Turing quotes from Geoffrey Jefferson, who gave a Lister oration in 1949 titled ‘The Mind of Mechanical Man,’ for the substance of this objection:

“Not until a machine can write a sonnet or compose a concerto because of thoughts and emotions felt, and not by the chance fall of symbols, could we agree that machine equals brain-that is, not only write it but know that it had written it. No mechanism could feel (and not merely artificially signal, an easy contrivance) pleasure at its successes, grief when its valves fuse, be warmed by flattery, be made miserable by its mistakes, be charmed by sex, be angry or depressed when it cannot get what it wants.” (p. 445-446)

Turing splits Jefferson’s argument into 2 forms: the extreme and the modest (the first term is his, the second mine.) Both of these forms are class 2 objections, that is, they are objections against the imitation game.
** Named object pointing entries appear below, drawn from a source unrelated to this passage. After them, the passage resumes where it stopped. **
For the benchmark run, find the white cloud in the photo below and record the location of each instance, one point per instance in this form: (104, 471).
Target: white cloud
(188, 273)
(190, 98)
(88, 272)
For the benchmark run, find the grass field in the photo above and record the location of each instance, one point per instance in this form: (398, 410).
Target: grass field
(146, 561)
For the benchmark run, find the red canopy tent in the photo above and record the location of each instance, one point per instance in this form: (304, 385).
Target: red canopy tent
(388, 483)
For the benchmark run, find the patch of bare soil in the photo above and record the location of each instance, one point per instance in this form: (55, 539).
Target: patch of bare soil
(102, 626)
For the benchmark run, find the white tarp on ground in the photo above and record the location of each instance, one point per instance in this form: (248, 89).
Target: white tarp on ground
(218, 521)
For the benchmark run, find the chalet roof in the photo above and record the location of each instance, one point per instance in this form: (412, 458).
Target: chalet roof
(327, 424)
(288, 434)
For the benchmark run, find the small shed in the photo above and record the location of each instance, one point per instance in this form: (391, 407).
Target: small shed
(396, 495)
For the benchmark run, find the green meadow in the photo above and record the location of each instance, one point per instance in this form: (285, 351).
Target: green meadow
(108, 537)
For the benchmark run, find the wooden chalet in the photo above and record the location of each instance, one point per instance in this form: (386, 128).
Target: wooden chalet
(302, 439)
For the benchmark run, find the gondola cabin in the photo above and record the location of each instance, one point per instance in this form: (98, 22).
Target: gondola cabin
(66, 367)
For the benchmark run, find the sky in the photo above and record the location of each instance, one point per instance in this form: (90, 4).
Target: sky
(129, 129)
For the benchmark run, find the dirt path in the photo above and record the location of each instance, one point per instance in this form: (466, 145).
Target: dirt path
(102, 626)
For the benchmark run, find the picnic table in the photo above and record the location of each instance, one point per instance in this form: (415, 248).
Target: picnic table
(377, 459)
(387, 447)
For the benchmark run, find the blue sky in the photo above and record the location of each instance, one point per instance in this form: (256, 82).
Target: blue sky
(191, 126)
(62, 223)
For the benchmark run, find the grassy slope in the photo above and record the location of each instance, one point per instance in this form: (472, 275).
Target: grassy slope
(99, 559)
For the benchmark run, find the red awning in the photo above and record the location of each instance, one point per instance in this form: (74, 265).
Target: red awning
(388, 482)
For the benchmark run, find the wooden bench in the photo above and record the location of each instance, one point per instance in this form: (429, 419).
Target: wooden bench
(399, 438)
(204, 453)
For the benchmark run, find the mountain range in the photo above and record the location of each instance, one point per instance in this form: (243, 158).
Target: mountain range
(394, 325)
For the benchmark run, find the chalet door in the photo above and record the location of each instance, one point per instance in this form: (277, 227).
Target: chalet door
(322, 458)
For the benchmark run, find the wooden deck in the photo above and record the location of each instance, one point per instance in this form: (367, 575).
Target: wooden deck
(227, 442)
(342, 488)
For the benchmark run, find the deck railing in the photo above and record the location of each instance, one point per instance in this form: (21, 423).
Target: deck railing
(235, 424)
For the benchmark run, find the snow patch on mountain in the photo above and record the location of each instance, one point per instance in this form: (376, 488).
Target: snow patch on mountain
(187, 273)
The extreme view states that in order to know if a machine is thinking, or to know if it is conscious of itself, we must be the machine. This is a class 2 objection because it states that we cannot really know if a machine is thinking, something the Turing Test tries to show. But as Turing notes, this is the solipsist position.

The position of Solipsism is nicely summarized by Gilbert Ryle1:

Contemporary philosophers…have found it impossible to discover any logically satisfactory evidence warrenting one person in believing that there exist minds other than his own. I can witness what your body does, but i cannot witness what your mind does, and my pretensions to infer what your body does to what your mind does all collapse, since the premises for such inferences are either inadequate or unknowable.

So solipsism is the position that the only mind we can be sure exists is our own. A solipsist might say “I am the only mind which exists.”2 It might be objected that “Well, it is obvious other people exist! I see them right now, I just talked to one. Why would anyone take this position?” Because it is in fact not possible to absolutely prove that other people actually exist. I cannot absolutely prove that you exist, and are not just a figment of my imagination, or that you are not just some sort of machine programed to behave as I do. The only way I could prove that you exist is to become you and go into your mind, but then I’d be you, and not me, and I(you) couldn’t prove that I exist. Likewise, a solipsist would say that they only way we can know a machine is thinking is to be the machine. But then we’d be the machine, and not us. So like we can’t prove other humans have minds and can think, we cannot prove machines can think.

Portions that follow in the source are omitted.